Wu’s warning comes as democratically ruled Taiwan heads towards a presidential election next year, while facing increased military and political pressure from China across the Taiwan Strait.

Beijing claims Taiwan as its own territory and has vowed repeatedly to take it one day — militarily, if necessary.

Wu said any act of force against Taiwan would have global reverberations.

“What we need to do is to explain to the international community that if there’s any conflict involving Taiwan, it’s going to have disastrous results for the rest of the world,” Wu said, pointing to the food and fuel shortages, and spiralling inflation, that resulted from Russia’s invasion of Ukraine.

The commercial consequences of a cross-strait conflict would be enormous — more than 50 percent of the world’s shipping containers pass through the 180-kilometre (110 miles) wide waterway separating Taiwan from mainland China.

Joseph Wu Taiwan
Joseph Wu.

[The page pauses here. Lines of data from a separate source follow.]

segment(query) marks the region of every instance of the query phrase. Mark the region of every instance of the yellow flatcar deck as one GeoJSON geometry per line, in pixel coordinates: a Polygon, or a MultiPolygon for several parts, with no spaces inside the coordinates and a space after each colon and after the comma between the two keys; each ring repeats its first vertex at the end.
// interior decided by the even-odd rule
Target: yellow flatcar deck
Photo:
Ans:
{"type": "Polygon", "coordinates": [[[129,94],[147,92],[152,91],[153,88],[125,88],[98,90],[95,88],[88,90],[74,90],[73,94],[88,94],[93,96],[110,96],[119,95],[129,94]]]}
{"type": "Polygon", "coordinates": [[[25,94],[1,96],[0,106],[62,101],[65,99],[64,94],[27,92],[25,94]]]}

File photo: Taiwan Ministry of Foreign Affairs.

Freedom of navigation is therefore one of the “crucial elements of international security and prosperity”, Wu said.

Taiwan also holds a near-monopoly on producing semiconductors, the microchips that are the lifeblood of the modern economy and power everything from simple coffee machines to complex weaponry such as missiles and defence infrastructure.

“Think about the disruption of the supply chain,” the minister said.

“We hope that the Chinese government will not resort to the use of force against Taiwan, because the impact is going to be too serious for the world.”

As Taiwan gears up for January’s presidential election, Wu said the island was seeing a “more sophisticated” disinformation campaign to influence its 23 million-strong population.

“What China has been doing in engaging in cognitive warfare is to change the thinking of the critical minority here in Taiwan — to vote the other way so they can change the outcome of the election,” he added.

Taiwan Tsai Ing-wen Nancy Pelosi
Taiwan’s President Tsai Ing-wen (right) meets with US House Speaker Nancy Pelosi (left) on August 3, 2022. Photo: Simon Liu/Taiwan’s Office of the President.

Wu is part of the Democratic Progressive Party (DPP), perceived as more pro-United States than the opposition Kuomintang Party.

The DPP administration is headed by President Tsai Ing-wen, who is in her final term in office and is hated by the Chinese leadership for her refusal to accept that Taiwan belongs to China.

‘Taiwan might be next’

Relations between Taiwan and China have plunged since Tsai’s election in 2016, with Beijing refusing to engage with Taipei.

Global attention on cross-strait tensions has spiked in the past year, which Wu attributes to Russia’s invasion of Ukraine.

“(The international community) look around… and then realise Taiwan might be the next one. They look at the Chinese track record of threatening Taiwan,” he said, pointing to a much-cited timeline of 2027 as a possibility for a Chinese invasion.

China Shenyang J-16 fighter jet
China’s Shenyang J-16 fighter jet. Photo:, via Wikicommons.

US officials have said they believe China would not have the military capability to undertake such an operation before then.

Taiwan is also watching China’s internal political situation “with caution” after the sudden removal of Qin Gang as foreign minister. Beijing has offered no explanation for his dismissal, and he has not been seen in public for more than a month.

“This is an environment that we need to be very careful in doing our observations. We do not want to become a scapegoat of Chinese troubles,” Wu said.

Taiwan has seen near-daily incursions of Chinese warplanes around its air defence zone and patrolling naval vessels since last August, when then-US House speaker Nancy Pelosi visited Taipei in a trip that enraged Beijing.

The frequency is “putting Taiwan in a situation where our defence depth is compressed, where our response time is shortened, where the military threat is more serious than ever”, Wu said.

Moral support and military assistance, such as the US$345 million aid package announced by the Pentagon at the weekend, is appreciated.

However, Taiwan does not “count on the US to fight a war” for them.

“We understand that this is our place, this is our country, this is our sovereignty and it is our democratic way of life… Therefore, defending Taiwan is our own responsibility,” Wu said.

“We will not give it up for anything at all.”